Deaf Don't Mean Dumb

I was on my way from aztec, New Mexico, to Laramie Wyoming, to see my uncle, Chuck Salisbury, who was suffering from cancer. He was something of a favorite with me, and I took off work to spend a little time with him, and my Aunt Hazel.

Coming into Canyon City, Colorado, I realized I was hungry, and decided to stop for coffee and a bite to eat. As I drove my old GMC truck into the gravel parking lot of a restaurant, I parked near to an eighteen-wheeler, and when I hopped out, the truck driver shared a smile and allowed that we had chosen a good place to get a bite to eat, and a cup of "chainoil"(coffee). We traded names and destinations and went on in.

The trucker went around to the opposite side of  the counter, which was open so that the waitress was in the middle, and I gazed across the open square at all of them. I think the truckdriver was telling his friends about me, who I was, and where I was bound for..

As I waited for the happy little waitress, I scanned the place, and in a booth at the back, there were two young people, conversing in sign language. I got into eye-dropping (which is what deaf people call it, when other signing folks watch what they say). Suddenly the young lady looked straight at me and signed the phrase"who you?" I replied with my hands, giving my name and name sign, and she asked "where you learn sign?". I learned in College, was my reply. After a short conversation she turned to her male companion, and of course when she turned her eyes away, all the voices in the cafe were gone, except for that of her man friend.

I was suddenly shocked into reality, when I looked up to see the waitress in front of me, and as she placed the menu before me, she raised her voice to a roar and asked "what do you want?" I managed not to smile, frown or puke, and just spun the menu around to face her, and pointed at, coffee, hamburger & fries. She grabbed the menu and got on with her business. She was a good waitress and had hot coffee there in no time, then she walked over to confront the truck driver and let him know that I was deaf. Of course the driver didn't think so, and soon enough, a wager was made.

When the waitress brought my hamburger, she patted me on the arm, to get my attention, and fairly shouted "are you deaf?" No, was my reply, I am MUTE! The waitress crossed the floor to stick her hand out and receive her reward. "Pay me" she laughed.

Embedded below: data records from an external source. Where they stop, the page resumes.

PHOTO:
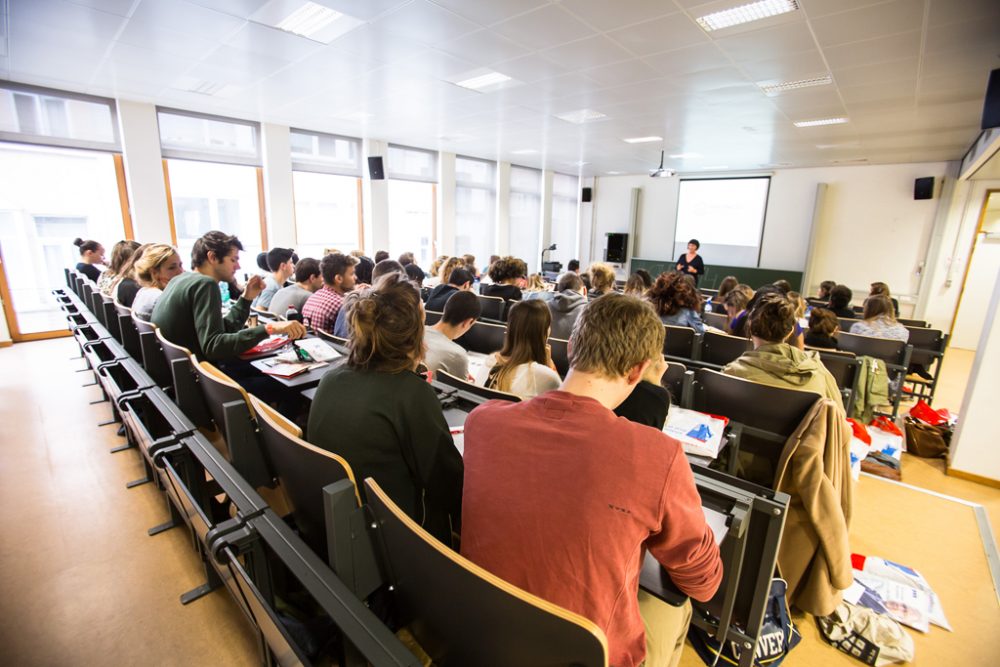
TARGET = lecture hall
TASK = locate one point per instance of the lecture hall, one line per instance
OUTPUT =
(499, 332)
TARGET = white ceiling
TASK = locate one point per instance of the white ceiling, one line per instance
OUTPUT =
(910, 74)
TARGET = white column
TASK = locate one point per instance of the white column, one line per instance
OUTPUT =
(973, 449)
(446, 227)
(375, 199)
(501, 241)
(147, 194)
(279, 200)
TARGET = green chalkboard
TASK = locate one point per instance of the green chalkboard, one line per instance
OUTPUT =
(715, 273)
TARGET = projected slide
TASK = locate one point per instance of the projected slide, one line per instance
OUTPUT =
(726, 216)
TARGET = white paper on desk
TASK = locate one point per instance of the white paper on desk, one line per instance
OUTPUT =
(717, 522)
(701, 434)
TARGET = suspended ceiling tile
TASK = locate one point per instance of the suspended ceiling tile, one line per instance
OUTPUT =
(777, 42)
(871, 51)
(484, 47)
(588, 52)
(880, 20)
(542, 28)
(605, 15)
(425, 22)
(690, 59)
(663, 34)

Then a low conversation ensued, and the waitress turned quite red. She kept bringing the coffee, but never again looked straight at me. On the way out, I managed not to speak, but left the lady a gratuity.

As I drove north toward Colorado Springs, Denver, and Laramie, I started whistling and I wondered what was said, after I left the restaurant. I suppose that waitress now understands the difference between deaf and mute. I started to sing, as I drove along, and was happy, ever so happy, that I was not deaf, or mute.

In 1999, I walked into the Dairy Queen in our little town of Aztec, New Mexico and bellied up to the counter. In this small joint one can see straight thru the kitchen and service area and observe any vehicle getting window service. A deaf girl, whom I had recently visited with, was getting an order, and recognized me. She waved and began signing a mile a minute. How are you Bruce? Have you been to spa?  Are you over being ill? We had quite a conversation!

The ladies working that fast food place were watching us sign, and as soon as  the counter girl got to me, her manager picked up a note pad and pencil, flopping it right down in front of me, with a pleasant smile. Once again, I managed not to laugh, but, taking the pad, I spun it around, wet the pencil lead in my mouth (like grandpa used to do) and on the bottom righthand corner of that pad.....writ a large X. When I turned the pad back around, and looked up at those ladies, they all had slack jaws and odd expressions. I enjoyed that for a short moment, and then, launched into hyserical laughter. After a minute, the girls all began laughing, as did the people in line behind me, and some more hearing people learned the lesson.........DEAF DON'T MEAN DUMB!